Despite the officials’ answers, residents and representatives who came to the meeting did not hide their frustration or fears that the sewage would exact a health and environmental toll on the river and its wildlife.
“I’m pretty upset about it. It’s my home away from home,” said Arnold resident Steve Hanne, 60, about why he came to Friday’s meeting.
Rarely satisfied with MSD’s answers, those at the meeting at times talked over the speakers and peppered them with follow-up questions.
Why didn’t MSD have a plan B in case the treatment plant failed, a resident asked. Because the Great Flood was so catastrophic and of never-before-seen proportions, and all that can be done in such events is plan for recovery, the MSD representatives said.

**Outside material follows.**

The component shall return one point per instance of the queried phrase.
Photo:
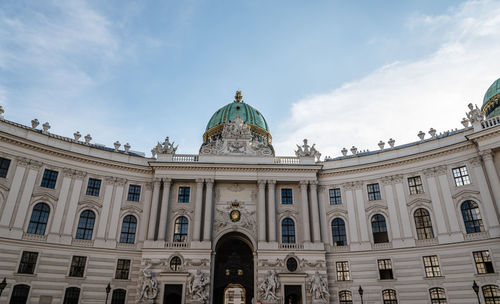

Why don’t you haul the sewage away in trucks? asked state Rep. Rob Vescovo. Because MSD would need a truck every 80 seconds to transport all of it, MSD said.
What are you going to do to help people whose belongings were contaminated by sewage when their homes flooded? Jefferson County Councilwoman Renee Reuter asked. That’s what FEMA’s for, MSD said.
The MSD representatives did apologize for failing to post signs warning about the sewage spill on Arnold’s side of the Meramec. At first, signs were only posted on the St. Louis County side of the river warning that warmer-than-usual temperatures increased the risk for getting sick from E. coli.
“We fell down on that. We’re human beings,” LeComb said.
December was the first time the Fenton plant has flooded since it opened in 1988. LeComb said that MSD plans to close the plant in about 10 years, to consolidate its treatment centers in the area for efficiency.